Clifton Prophet fait référence à des passages de l’arrêt Aquino qui montrent comment l’application de la doctrine dans un contexte criminel ou civil diffère du contexte de la faillite, et au fait que la Cour a développé une compréhension particulière de l’attribution d’actes à une société dans un contexte de faillite.

« Dans les contextes criminel et civil, il peut être justifié d’attribuer l’intention de l’âme dirigeante à la société si cette dernière profite des activités irrégulières de l’âme dirigeante, mais cela serait injustifié si elle n’en profite pas », écrit le juge Jamal.

« La Cour a noté que, dans un contexte de faillite, les tendances en matière de politique générale s’appliquent de manière différente… [O]n peut difficilement affirmer que l’attribution de l’intention de l’âme dirigeante de la société à cette dernière cause un préjudice injuste à la société…, alors que cette dernière n’est plus qu’un simple groupe d’actifs à liquider, dont le produit sera distribué aux créanciers ».

Il ajoute : « La Cour a conclu qu’il serait absurde d’adopter une approche qui favorise les fraudeurs au détriment des créanciers légitimes ».  

Selon Me Prophet, cela signifie qu’il y aura moins de débats sur la question de savoir si la « fraude et absence d’avantage » peuvent être utilisées pour contrecarrer les prétentions d’un syndic.

« Je dirais que non, et cela me semble juste », dit-il.

Ian Aversa, associé chez Aird & Berlis LLP à Toronto, convient que ces décisions apportent une clarté indispensable et bienvenue.

« Ce serait un résultat complètement pervers de permettre à une âme dirigeante comme M. Aquino d’échapper à sa responsabilité parce qu’il a fraudé l’entreprise », précise Me Aversa.

« (La Cour) a clairement indiqué que les exceptions pour « fraude et absence d’avantage » ne s’appliquent pas dans le contexte d’une opération sous-évaluée au sens de l’article 96. Dans ce contexte, cela porterait atteinte à l’objectif même de l’article 96 ».

Dans le même sens, cela s’appliquait de manière opposée dans l’affaire Scott, car l’attribution d’actes à une société aurait profité à ceux qui ont reçu l’enrichissement injuste plutôt qu’aux créanciers.

« Ils disent que les mêmes principes sous-jacents que la Cour a établis dans l’affaire Aquino pour permettre une flexibilité suffisante dans la doctrine de l’attribution d’actes à une société doivent s’appliquer, y compris lorsqu’il s’agit de sociétés unipersonnelles, car dans [Scott], il y avait le même argument selon lequel elle doit être appliquée de manière ciblée », explique Me Aversa.

« Les deux cas permettent de faire preuve de pragmatisme ».

Dans une perspective plus large, Me Aversa dit que dans les cas de fraude ou de mauvaise gestion, les décisions ouvrent la voie au recouvrement par les créanciers.
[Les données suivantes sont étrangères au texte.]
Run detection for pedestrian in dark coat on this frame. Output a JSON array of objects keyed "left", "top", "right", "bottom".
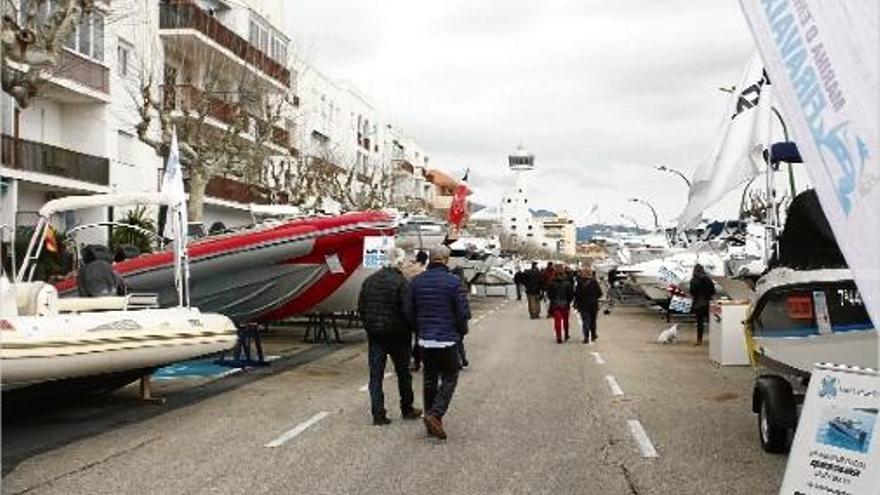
[
  {"left": 522, "top": 262, "right": 543, "bottom": 319},
  {"left": 513, "top": 269, "right": 525, "bottom": 301},
  {"left": 688, "top": 264, "right": 716, "bottom": 346},
  {"left": 546, "top": 266, "right": 575, "bottom": 343},
  {"left": 358, "top": 248, "right": 422, "bottom": 425},
  {"left": 405, "top": 245, "right": 471, "bottom": 440},
  {"left": 574, "top": 267, "right": 603, "bottom": 343}
]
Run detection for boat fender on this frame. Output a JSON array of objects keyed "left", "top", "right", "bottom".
[{"left": 752, "top": 375, "right": 797, "bottom": 429}]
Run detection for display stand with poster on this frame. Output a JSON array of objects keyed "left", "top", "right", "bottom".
[
  {"left": 780, "top": 364, "right": 880, "bottom": 495},
  {"left": 362, "top": 236, "right": 396, "bottom": 269}
]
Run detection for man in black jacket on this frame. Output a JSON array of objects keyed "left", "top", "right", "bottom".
[
  {"left": 522, "top": 262, "right": 543, "bottom": 319},
  {"left": 574, "top": 267, "right": 603, "bottom": 343},
  {"left": 358, "top": 248, "right": 422, "bottom": 425}
]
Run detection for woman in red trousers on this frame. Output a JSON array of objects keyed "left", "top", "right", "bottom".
[{"left": 546, "top": 266, "right": 575, "bottom": 343}]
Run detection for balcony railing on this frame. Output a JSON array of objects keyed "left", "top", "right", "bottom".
[
  {"left": 161, "top": 84, "right": 291, "bottom": 149},
  {"left": 1, "top": 134, "right": 110, "bottom": 186},
  {"left": 159, "top": 0, "right": 290, "bottom": 87},
  {"left": 53, "top": 49, "right": 110, "bottom": 94}
]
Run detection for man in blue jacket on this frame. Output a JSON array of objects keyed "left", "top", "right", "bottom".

La suppression de l’exception de « fraude et absence d’avantage » dans l’arrêt Aquino offre aux successions insolvables un moyen de rapatrier ces fonds et de les remettre entre les mains de créanciers méritants.

Il soutient qu’il n’est pas rare de voir des cas de « fraude avec un petit F ou un grand F » dans les dossiers d’insolvabilité et de restructuration. « C’est pourquoi notre barreau attendait ces décisions avec tant d’impatience. Maintenant, la voie est libre; le blocage n’est plus là. Cette doctrine ne pourra plus être invoquée comme un obstacle au recouvrement ».